The first two issues of Murphy’s miniseries has been more fun than I expected, and the art has been great, too. We’ll have to see if Murphy can homage any of the other Batman movies going forward.
Harley & Ivy Meet Betty & Veronica 2
Written by Marc Andreyko and Paul Dini
Art by Laura Braga and Arif Prianto
The second issue of this crossover between the Archie and DC Comics characters turns into a farce during a costume party thrown by Veronica Lodge’s father. The billionaire was a target for Poison Ivy last issue, after he decided to turn RIverdale’s swamp into a college campus/strip mall, though in this issue, we discover IVY is a target for some Gotham City thugs who she double-crossed. Harley and Ivy are dressed in their Year One outfits at the party, while Betty and Veronica are dressed as current Harley and Ivy. Obviously, shenanigans are bound to happen.
Since we’re already in Riverdale and surrounded by the rest of the Archie Gang, we get some guest appearances from other Gotham City faithful.

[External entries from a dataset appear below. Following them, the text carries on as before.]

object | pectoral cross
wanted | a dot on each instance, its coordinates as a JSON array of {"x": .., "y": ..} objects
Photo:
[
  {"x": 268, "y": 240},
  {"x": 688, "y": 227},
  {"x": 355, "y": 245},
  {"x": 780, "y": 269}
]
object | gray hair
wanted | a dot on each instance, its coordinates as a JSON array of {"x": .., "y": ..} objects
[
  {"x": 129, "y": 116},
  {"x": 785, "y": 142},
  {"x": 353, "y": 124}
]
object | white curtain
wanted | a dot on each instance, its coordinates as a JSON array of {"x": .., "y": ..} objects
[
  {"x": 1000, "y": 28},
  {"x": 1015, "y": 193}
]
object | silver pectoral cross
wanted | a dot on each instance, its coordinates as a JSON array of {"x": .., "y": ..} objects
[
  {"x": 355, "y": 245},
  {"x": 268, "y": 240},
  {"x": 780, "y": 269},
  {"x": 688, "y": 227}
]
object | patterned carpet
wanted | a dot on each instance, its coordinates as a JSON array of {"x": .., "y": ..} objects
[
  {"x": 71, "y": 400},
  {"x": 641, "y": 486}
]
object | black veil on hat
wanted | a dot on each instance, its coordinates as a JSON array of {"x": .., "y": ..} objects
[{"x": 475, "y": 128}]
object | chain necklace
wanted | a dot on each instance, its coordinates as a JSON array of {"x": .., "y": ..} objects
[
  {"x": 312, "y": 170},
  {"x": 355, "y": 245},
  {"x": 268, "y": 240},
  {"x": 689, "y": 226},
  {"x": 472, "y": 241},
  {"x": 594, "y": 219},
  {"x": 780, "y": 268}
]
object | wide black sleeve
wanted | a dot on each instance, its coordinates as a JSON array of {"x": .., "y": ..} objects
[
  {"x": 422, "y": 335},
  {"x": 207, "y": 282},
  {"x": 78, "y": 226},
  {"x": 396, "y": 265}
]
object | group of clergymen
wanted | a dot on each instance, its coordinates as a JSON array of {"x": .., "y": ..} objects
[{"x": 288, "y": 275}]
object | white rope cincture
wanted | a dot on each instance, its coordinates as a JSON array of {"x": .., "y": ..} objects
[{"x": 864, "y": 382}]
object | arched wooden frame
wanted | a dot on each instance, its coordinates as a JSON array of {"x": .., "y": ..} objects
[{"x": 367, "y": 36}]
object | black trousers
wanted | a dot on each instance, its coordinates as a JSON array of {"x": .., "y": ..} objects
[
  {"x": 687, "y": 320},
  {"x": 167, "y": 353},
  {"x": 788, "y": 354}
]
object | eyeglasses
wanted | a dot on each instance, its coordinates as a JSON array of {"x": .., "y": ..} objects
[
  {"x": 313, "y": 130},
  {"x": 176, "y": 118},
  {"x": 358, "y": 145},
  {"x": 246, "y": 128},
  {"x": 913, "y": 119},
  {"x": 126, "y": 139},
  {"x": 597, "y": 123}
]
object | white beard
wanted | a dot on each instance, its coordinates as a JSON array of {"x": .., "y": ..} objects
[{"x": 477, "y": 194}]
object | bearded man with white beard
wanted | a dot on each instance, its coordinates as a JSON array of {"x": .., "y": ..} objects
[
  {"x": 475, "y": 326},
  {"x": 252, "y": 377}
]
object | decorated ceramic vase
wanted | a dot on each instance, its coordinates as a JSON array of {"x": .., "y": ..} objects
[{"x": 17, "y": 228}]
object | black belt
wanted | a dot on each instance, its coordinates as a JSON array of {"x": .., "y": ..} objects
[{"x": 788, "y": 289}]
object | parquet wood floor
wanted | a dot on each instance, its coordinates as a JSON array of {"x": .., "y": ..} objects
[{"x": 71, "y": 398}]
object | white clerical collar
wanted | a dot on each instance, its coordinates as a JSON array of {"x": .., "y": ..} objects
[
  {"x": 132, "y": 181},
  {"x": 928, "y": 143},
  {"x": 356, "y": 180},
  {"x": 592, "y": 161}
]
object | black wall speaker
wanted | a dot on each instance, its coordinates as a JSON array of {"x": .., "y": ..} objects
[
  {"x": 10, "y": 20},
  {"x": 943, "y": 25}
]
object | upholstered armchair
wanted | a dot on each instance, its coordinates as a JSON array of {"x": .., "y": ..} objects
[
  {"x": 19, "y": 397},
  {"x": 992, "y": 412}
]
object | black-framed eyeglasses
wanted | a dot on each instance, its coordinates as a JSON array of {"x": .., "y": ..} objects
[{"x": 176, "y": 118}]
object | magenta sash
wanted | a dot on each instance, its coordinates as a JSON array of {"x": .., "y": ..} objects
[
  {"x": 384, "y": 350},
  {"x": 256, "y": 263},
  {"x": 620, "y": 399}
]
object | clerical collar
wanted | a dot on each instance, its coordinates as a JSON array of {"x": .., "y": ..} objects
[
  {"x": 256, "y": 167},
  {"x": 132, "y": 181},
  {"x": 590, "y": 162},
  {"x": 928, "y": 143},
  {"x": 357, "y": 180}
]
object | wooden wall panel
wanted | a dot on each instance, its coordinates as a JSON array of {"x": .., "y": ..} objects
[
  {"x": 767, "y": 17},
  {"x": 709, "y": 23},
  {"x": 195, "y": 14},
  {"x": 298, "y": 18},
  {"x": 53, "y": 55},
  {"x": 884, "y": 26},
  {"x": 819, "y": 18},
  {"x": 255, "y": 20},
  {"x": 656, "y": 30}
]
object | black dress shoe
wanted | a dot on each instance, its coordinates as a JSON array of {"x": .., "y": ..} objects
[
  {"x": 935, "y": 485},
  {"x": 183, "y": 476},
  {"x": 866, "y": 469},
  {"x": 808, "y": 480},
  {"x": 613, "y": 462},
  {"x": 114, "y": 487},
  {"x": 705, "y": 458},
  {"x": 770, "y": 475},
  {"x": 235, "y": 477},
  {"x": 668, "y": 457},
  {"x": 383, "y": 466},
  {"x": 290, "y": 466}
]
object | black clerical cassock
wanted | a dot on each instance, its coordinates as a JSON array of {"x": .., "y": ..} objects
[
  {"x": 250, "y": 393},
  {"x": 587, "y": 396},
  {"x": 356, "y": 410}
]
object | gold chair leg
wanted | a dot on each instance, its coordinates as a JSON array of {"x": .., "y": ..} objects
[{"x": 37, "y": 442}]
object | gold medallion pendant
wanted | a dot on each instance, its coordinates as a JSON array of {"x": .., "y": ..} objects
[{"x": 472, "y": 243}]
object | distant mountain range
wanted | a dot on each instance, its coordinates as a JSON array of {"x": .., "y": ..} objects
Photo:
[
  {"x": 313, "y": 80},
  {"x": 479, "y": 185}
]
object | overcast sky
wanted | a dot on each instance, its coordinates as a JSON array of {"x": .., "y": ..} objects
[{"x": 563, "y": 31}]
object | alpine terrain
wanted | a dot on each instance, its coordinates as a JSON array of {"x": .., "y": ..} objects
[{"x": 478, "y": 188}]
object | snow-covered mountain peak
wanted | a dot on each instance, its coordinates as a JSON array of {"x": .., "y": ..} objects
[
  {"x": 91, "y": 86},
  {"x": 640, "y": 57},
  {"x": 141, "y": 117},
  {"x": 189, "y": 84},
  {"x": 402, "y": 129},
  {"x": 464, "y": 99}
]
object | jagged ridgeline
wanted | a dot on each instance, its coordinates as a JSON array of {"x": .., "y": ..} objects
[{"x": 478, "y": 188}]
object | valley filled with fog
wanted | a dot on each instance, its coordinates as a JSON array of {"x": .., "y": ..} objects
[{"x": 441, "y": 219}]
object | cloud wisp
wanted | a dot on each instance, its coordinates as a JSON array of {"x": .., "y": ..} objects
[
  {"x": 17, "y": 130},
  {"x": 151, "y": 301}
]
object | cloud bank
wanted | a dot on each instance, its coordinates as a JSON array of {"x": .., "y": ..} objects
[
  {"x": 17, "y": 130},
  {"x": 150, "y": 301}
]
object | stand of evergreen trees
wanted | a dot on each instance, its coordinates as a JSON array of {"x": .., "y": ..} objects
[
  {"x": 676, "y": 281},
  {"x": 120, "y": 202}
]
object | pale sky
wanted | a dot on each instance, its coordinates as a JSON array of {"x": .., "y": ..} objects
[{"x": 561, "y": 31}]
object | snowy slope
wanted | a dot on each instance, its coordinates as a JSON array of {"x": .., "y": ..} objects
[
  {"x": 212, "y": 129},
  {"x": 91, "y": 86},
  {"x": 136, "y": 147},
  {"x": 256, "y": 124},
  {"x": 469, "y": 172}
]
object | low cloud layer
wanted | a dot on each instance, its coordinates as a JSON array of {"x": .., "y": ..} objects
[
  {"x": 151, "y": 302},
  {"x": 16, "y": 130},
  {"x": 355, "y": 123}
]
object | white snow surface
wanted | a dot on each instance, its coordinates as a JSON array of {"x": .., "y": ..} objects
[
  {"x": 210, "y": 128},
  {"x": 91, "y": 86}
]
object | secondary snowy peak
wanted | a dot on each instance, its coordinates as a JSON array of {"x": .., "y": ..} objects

Yeah, that turns out to actually be Selina Kyle, who is a big fan of Josie and the Pussycats, who are playing the party. We also get a cameo from the magician Zatanna, who ends up bonding with Sabrina the Teenage Witch. And when things get a little crazy, with the two pairs of friends starting to confront each other, both of the magicians try and help, causing more confusion when their spells collide.
As Catwoman drives Harley and Ivy back to Gotham, we see that they’ve been body swapped with Betty and Veronica. So, that’s where the hilarity will begin to ensue. It’s been fun so far, and I think it’ll continue next issue. I’ve definitely been pleasantly surprised by this miniseries.